Inoltre vivere ancora di ammortizzatori sociali era diventato straziante, sia economicamente che moralmente. E per me lo sarebbe stato ancora di più sapendo che la mia unica speranza sarebbe stata essere riassunto da Mittal. In questi anni ho atteso veramente un governo capace di risolvere il ricatto salute/lavoro che soffoca questa città e le maestranze, ovvero liberarci dalle fonti inquinanti creando alternative di lavoro.
Non nascondo che mi ero illuso che il MoVimento 5 Stelle potesse essere quel governo, ma è già da tempo che mi sono ricreduto, nessun cambiamento, siete uguali ai governi precedenti.
Ho realizzato inoltre che se aspetto ancora potrebbe essere troppo tardi e quindi, in società con un mio collega e amico Marco Tomasicchio, abbiamo deciso di investire l’incentivo dell’esodo nella nostra città per crearci da noi quella alternativa di lavoro che lo Stato italiano non è capace di mettere in pratica.
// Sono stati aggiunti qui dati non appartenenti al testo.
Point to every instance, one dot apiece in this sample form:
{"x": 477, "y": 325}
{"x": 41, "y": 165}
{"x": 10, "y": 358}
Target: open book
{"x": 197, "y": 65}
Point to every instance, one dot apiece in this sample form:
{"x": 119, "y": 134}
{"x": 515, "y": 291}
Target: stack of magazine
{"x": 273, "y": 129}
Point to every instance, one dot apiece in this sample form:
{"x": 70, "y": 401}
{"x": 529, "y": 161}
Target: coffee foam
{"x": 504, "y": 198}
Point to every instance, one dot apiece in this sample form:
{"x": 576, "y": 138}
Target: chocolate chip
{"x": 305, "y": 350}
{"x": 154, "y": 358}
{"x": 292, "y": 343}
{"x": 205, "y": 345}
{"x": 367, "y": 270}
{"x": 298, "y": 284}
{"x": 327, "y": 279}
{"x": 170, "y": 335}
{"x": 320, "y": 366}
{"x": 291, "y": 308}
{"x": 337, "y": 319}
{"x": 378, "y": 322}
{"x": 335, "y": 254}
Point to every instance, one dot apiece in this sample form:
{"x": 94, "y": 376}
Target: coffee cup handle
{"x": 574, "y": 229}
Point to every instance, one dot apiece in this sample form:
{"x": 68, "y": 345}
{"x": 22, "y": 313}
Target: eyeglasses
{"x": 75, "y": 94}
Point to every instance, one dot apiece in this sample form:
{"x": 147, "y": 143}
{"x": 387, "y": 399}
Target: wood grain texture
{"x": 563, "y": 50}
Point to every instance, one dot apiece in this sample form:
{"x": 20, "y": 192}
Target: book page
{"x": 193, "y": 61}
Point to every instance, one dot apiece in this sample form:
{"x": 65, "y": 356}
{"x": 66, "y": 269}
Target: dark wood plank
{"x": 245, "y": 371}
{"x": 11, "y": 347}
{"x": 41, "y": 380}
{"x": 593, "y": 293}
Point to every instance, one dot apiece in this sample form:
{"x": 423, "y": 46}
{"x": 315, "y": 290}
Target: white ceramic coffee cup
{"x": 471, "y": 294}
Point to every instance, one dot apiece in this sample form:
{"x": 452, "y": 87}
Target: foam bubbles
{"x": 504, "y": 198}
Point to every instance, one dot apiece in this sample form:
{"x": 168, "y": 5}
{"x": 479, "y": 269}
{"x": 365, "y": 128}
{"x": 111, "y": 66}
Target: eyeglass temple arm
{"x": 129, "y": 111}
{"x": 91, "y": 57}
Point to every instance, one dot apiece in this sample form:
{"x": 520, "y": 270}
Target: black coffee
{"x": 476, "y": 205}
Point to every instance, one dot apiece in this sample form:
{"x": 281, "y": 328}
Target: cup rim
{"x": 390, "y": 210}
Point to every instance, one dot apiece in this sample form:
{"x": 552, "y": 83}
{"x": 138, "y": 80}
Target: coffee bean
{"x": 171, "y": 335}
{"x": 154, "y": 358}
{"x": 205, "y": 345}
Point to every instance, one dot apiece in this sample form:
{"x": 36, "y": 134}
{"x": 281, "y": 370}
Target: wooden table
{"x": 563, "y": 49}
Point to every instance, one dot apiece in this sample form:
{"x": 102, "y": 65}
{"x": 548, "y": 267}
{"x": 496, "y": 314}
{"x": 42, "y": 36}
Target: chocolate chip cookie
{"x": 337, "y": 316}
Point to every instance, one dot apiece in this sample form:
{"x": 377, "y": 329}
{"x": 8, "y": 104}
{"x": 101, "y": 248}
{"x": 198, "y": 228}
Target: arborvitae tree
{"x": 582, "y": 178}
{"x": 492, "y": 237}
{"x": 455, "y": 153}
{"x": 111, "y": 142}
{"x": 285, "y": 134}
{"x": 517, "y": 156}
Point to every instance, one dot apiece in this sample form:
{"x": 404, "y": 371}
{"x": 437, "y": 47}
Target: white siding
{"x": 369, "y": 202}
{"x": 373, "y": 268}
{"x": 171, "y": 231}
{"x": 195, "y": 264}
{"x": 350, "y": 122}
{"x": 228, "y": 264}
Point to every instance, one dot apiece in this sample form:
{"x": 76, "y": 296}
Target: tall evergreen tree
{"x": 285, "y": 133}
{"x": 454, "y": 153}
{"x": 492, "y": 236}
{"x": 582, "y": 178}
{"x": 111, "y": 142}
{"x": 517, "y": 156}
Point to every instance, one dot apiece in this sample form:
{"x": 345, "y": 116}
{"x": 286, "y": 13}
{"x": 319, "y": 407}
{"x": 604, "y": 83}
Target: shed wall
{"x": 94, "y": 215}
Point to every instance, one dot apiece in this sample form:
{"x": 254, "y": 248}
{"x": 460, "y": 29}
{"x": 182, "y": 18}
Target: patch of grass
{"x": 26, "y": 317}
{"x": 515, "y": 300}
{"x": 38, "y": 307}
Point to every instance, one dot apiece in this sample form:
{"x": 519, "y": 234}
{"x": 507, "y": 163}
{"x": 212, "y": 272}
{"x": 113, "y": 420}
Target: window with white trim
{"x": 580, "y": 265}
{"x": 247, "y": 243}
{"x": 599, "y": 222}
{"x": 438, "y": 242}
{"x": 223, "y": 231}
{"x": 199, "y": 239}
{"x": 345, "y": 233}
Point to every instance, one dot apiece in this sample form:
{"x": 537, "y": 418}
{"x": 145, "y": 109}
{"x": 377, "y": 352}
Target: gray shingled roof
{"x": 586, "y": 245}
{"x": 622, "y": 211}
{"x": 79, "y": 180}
Con Marco abbiamo ritenuto più sicuro investire nella nostra città e rischiare il tutto e per tutto e, pur sapendo che qui da noi c’è una profonda crisi, tenteremo di riaprire un locale storico chiuso da molto tempo. Abbiamo già avviato il progetto e spero presto, riapriremo l’ex bar pasticceria “Principe” di via De Cesare trasformandolo in una gastronomia artigianale nella quale valorizzeremo i prodotti locali.
Abbiamo trovato anche un nome appropriato: lo chiameremo “A CASA VOSTRA” perché sono anni che sentiamo dire che “se chiude l’Ilva veniamo a mangiare a casa vostra” e quindi vi aspettiamo.
Per concludere… l’Apecar da quel 2 agosto 2012 è il nostro simbolo e non si è mai fermato. Questo concerto libero e pensante ha tutti i valori e gli ideali che quel piccolo mezzo trasporta da allora. Qui non si devono ringraziare partiti o sindacati per i finanziamenti che cuciono le bocche, qui si finanzia tutto dal basso. Oltre gli Artisti, i che ci sostiene, voglio ringraziare in particolar modo i mie fratelli che da giorni stanno lavorando per dare a questo territorio una delle poche occasioni di riscatto.
Grazie ragazzi, grazie liberi e pensanti. Taranto libera.